Pour compliquer les choses, il y a peut-être ce que Morris a identifié comme une conséquence d’infrastructure : à mesure que l’achat entre agents mûrit, la qualité du signal d’identité devient le facteur différenciateur qui distingue les décisions intelligentes des décisions inutiles. Omnicom a explicitement exprimé ce point en disant que l’infrastructure identitaire d’Acxiom « alimente exponentiellement » ses achats agentiques. Chris Grosso est arrivé à une conclusion similaire sous un angle différent, plus optimiste : le processus de nettoyage des données nécessaire pour que l’achat par agent fonctionne pourrait lui-même libérer une valeur significative, indépendamment de la couche IA par-dessus.
Damian McKenna a signalé un développement sous-estimé de la semaine : la décision de Meta d’étendre sa demande d’audience à l’inventaire tiers de CTV. « Meta s'appuie sur la densité de performance, explique-t-il. Si cela apporte cette densité de signal à la CTV tierce, cela laissera au web ouvert une fenêtre encore plus étroite pour prouver qu’il peut concurrencer sur les résultats. » Il a observé que les CMO en coulisses posaient une question que la scène principale évitait en grande partie : le dollar suivant dans CTV dépasse-t-il réellement le dollar marginal en recherche ou en social ? Les nouveaux formats publicitaires - annonces en pause, unités achetables, superpositions interactives - n’ont pas répondu à la question. « Pour gagner plus au niveau des performances, il va falloir rendre l’impression existante plus intelligente, pas en inventer une nouvelle, » a ajouté Damian McKenna.
En contrepoint à l’anxiété de la semaine concernant l’automatisation, Max Lazerwitz, directeur de la stratégie chez Meet The People, a souligné que les sessions POSSIBLE AI Verse ont constamment renforcé que l’IA permet aux équipes d’en faire plus, et non de les éliminer. « Plus l’IA accélère le travail, plus il devient précieux de ralentir et de réellement rencontrer les personnes derrière tout cela.

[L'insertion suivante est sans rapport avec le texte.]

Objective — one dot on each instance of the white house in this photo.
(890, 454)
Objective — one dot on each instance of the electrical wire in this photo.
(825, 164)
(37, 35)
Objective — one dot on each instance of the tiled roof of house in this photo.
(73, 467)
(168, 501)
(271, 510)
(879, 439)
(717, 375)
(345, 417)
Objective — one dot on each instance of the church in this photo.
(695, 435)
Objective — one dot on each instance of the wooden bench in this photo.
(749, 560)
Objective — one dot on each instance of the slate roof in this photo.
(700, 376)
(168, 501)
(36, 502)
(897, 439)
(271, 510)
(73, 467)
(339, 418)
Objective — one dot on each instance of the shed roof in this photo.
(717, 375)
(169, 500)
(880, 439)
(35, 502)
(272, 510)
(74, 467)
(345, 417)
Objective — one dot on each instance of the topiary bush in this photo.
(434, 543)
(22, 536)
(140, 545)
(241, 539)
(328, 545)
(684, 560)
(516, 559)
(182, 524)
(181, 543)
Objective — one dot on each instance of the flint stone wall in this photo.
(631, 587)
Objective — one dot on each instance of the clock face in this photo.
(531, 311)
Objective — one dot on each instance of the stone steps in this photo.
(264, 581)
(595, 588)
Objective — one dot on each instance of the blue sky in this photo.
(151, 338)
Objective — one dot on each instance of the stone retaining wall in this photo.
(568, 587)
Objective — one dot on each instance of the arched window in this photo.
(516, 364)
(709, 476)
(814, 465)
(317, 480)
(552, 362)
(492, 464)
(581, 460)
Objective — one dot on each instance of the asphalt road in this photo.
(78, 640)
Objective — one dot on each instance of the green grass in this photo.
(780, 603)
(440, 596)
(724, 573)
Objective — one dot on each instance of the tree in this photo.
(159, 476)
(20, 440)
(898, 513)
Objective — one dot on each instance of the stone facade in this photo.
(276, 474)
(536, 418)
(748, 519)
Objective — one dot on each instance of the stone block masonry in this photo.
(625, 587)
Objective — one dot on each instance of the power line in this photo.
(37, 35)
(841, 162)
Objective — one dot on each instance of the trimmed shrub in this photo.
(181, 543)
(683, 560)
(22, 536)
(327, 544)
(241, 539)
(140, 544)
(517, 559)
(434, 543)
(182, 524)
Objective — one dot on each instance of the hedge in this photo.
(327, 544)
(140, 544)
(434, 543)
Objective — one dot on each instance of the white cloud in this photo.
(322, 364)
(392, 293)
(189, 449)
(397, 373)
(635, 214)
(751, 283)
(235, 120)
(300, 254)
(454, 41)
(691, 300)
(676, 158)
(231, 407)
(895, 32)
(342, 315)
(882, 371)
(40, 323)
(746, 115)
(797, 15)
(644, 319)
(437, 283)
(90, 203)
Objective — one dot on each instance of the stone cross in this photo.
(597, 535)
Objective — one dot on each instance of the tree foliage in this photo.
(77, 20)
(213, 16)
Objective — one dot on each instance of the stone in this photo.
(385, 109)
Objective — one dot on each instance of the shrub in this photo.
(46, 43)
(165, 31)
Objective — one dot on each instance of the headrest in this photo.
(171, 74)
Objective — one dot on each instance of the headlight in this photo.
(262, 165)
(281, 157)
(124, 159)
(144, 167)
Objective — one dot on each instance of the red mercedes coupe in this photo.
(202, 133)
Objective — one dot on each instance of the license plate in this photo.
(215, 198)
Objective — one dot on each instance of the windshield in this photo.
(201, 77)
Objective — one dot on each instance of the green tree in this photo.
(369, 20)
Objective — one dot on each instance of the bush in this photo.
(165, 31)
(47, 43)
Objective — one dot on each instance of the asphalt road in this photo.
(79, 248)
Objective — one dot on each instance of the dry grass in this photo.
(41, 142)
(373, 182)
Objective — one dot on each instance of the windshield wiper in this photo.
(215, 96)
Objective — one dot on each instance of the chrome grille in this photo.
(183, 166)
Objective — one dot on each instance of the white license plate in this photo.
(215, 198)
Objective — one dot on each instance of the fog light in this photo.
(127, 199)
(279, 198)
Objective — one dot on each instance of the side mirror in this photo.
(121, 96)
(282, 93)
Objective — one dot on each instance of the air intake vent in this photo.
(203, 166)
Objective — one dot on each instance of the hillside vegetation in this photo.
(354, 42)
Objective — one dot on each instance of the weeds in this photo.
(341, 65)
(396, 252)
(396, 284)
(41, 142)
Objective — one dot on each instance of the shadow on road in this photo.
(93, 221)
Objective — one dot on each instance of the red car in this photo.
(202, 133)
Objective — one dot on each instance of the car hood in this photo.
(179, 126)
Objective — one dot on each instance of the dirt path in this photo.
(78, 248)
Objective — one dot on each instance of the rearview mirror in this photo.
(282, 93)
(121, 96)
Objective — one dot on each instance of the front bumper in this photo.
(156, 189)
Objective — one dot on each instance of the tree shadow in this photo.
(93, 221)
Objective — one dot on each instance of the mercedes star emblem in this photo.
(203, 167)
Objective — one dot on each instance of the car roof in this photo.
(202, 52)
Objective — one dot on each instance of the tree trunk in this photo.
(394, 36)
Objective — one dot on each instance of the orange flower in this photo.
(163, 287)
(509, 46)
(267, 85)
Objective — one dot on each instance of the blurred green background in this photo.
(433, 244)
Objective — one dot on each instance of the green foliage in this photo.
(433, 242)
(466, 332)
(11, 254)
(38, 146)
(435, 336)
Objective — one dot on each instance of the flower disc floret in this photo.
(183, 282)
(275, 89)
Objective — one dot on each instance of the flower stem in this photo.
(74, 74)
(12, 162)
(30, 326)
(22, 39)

À un moment où tout est automatisé, le véritable facteur différenciateur reste humain : la connexion, la communauté et la confiance. »
Le mélange de personnes et de contenus chez POSSIBLE 2026 en disait long sur les états connectés des médias de détail, de l’IA, de la créativité et de la performance, qui partageaient tous la même scène, aux côtés de coups de surprise culturels inattendus comme la star de la NHL Matthew Tkachuk, a fait remarquer Sam DiGennaro, fondateur/PDG de DiGennaro Communications.
« C’est un signal clair que la conversation sectorielle n’est plus isolée. Tout converge. En seulement quatre courtes années, POSSIBLE 2026 semble avoir pleinement pris son essor ; plus grande, plus ambitieuse, et qui reflète davantage la direction réellement prise par le marketing que presque n’importe quel autre pilier de l’industrie. »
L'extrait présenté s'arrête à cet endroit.